Naïma Illias : «Je n’ai pas encore réalisé tout ce que j’ai désiré»

Naïma Illias : «Je n’ai pas encore réalisé tout ce que j’ai désiré»


ALM :Loin de la scène artistique, pouvez-vous nous dire qui est Naïma Ilias?
Naïma Illias :
C’est une dame qui consacre une bonne partie de son temps à des actions à caractère caritatif.Une maman simple qui a une jeune fille de 28 ans qui s’appelle Samira.

Qu’ajoute l’art à la personnalité de notre artiste?
L’art est avant tout un message qui me donne du courage, de la force et aussi de la confiance surtout devant le public, où j’oublie tous mes problèmes et mes peines.

Comment a commencé votre carrière artistique ?

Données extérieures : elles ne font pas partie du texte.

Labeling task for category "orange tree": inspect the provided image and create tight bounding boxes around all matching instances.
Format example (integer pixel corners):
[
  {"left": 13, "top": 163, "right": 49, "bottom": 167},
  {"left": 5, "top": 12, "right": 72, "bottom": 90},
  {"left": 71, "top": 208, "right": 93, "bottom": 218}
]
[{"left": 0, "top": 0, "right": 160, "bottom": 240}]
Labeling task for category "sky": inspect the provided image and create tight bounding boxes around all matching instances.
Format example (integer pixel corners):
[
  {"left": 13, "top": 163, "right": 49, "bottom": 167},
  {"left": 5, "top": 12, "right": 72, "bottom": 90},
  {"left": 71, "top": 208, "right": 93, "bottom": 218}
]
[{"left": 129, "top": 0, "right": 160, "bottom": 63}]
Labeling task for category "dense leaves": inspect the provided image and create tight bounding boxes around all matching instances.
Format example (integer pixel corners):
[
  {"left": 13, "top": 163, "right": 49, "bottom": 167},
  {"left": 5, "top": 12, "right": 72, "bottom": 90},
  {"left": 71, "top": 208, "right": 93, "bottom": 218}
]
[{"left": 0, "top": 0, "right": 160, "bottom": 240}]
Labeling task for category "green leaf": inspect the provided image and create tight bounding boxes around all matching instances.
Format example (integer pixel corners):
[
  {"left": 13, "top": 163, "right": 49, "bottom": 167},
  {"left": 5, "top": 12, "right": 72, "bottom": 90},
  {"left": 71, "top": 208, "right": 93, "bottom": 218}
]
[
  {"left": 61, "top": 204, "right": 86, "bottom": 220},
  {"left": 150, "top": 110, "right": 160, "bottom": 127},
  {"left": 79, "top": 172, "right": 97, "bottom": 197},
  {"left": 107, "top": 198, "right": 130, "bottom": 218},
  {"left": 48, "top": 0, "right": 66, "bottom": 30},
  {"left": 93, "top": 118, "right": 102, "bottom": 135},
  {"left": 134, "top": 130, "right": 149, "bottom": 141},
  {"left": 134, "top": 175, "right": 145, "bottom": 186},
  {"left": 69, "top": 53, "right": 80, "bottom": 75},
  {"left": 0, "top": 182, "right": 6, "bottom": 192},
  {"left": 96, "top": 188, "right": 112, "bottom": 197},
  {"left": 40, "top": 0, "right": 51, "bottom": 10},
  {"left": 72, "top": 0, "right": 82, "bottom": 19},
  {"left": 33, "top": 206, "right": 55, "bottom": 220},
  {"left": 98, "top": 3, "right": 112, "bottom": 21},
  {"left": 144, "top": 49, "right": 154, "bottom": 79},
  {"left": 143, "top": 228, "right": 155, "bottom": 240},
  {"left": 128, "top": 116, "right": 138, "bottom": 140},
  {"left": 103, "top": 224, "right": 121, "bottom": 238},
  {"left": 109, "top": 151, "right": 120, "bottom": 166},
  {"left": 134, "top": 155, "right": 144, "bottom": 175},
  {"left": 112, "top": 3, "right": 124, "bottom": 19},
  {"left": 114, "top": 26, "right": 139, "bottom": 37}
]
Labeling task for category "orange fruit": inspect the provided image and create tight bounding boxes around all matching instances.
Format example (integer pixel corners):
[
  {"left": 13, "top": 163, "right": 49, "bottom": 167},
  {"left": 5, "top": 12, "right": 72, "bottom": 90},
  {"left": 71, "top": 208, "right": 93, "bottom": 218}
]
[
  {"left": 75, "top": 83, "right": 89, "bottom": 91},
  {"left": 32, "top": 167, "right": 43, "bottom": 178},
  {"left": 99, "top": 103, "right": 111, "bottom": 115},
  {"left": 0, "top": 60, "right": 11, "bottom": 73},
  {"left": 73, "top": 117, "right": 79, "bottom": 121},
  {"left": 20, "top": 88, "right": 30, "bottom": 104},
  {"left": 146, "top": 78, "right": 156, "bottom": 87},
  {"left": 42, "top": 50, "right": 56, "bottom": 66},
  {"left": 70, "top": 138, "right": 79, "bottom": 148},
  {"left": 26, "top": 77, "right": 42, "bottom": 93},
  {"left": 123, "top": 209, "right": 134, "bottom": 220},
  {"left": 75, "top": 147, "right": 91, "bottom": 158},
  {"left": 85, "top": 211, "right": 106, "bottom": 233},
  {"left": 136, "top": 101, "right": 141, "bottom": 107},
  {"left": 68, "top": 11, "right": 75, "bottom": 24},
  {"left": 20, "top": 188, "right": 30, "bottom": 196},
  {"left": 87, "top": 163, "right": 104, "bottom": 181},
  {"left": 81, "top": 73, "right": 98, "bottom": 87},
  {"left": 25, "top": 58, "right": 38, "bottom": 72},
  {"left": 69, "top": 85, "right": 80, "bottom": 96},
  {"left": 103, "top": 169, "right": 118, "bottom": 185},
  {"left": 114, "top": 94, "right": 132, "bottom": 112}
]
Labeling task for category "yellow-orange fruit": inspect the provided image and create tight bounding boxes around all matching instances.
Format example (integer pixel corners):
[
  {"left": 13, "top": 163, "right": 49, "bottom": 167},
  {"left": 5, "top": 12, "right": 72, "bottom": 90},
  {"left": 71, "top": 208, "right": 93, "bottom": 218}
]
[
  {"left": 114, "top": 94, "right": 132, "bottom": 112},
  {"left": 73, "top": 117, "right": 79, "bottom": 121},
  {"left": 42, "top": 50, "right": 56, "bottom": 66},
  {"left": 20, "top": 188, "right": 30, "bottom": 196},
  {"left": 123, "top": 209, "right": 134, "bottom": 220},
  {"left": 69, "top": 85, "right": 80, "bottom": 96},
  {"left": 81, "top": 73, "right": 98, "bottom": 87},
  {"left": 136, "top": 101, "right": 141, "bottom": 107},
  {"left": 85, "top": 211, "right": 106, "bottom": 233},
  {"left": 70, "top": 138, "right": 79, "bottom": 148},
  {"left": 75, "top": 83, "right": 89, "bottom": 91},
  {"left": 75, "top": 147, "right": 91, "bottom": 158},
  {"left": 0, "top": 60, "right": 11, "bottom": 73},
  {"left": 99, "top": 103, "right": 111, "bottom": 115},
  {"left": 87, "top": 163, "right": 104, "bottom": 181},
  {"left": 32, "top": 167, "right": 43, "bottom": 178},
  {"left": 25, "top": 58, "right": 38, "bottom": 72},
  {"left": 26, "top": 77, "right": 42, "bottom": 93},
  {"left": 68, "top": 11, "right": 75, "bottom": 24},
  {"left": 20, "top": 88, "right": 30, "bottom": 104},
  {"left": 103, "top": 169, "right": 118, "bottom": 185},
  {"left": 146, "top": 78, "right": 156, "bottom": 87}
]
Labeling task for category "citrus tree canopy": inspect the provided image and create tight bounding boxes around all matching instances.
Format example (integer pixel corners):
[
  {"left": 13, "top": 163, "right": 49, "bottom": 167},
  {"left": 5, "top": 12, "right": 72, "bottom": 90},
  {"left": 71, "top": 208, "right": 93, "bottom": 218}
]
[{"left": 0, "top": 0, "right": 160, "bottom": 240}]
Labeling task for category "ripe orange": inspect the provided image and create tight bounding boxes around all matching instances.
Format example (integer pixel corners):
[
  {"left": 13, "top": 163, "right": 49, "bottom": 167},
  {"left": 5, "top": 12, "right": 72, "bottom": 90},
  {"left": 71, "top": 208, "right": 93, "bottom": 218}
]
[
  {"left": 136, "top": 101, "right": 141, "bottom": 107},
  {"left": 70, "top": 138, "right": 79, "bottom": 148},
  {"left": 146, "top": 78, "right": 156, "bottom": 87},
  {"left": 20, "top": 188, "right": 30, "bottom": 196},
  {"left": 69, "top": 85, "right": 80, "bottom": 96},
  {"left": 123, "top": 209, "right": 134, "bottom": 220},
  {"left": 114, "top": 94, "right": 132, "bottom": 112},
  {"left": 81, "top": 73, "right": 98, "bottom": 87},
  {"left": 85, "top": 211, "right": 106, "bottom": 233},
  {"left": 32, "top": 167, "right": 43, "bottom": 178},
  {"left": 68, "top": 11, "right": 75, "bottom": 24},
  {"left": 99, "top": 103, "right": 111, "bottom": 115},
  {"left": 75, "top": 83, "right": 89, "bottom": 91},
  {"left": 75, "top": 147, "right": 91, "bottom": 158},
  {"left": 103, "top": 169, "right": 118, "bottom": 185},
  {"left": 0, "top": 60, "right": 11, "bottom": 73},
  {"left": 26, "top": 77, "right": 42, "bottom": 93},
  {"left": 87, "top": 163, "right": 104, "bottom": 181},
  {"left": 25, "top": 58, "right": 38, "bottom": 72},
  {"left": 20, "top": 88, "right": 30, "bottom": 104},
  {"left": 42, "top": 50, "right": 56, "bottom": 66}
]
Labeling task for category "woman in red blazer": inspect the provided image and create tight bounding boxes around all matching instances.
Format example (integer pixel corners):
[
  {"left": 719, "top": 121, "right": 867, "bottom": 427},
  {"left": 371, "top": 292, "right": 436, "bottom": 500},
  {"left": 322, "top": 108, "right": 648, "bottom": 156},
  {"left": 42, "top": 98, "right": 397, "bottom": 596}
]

Mes débuts, c’était dans le téléfilm «Mawled Inssan» que j’ai écrit et interprété en 1978 .
Le téléfilm raconte l’histoire d’une fille qui veut devenir actrice , mais qui a été empêchée par sa famille, son entourage et à cause des traditions marocain. Par la suite, la fille a convaincu sa famille et a fait son entrée dans ce magnifique monde plein de sensations et de merveilles.

Dans quel rôle Naima Ilias ,se trouve-t-elle à l’aise?
Je ne peux pas vous dire exactement, mais en général l’artiste doit vivre chaque rôle avec une grande crédibilité et une pleine sensation, pour que le public saisit l’interprétation de l’acteur et bien sûr sent la sincérité de son rôle.
Pourquoi on a changé le nom du téléfeuilleton «Sif Belamane» en «Ailate Batache» ?
Franchement je ne sais pas pourquoi, moi-même je n’ai pas d’explication précise à ce sujet.

Parlez- nous un peu de ce télé feuilleton?
D’abord, ce téléfeuilleton est inspiré du roman «Frères Kramazov» du Russe Theodore Mijailovic Dostoïevski. J’ai participé à quatre épisodes. C’était le rôle d’une femme incriminée par son mari et qui a vécu trop de souffrance dans sa vie jusqu’au jour de sa mort.
C’était une bonne expérience grâce au réalisateur Chafik Shimi qui nous propose toujours un bon scénario ce qui nous encourage de jouer dans ses œuvres.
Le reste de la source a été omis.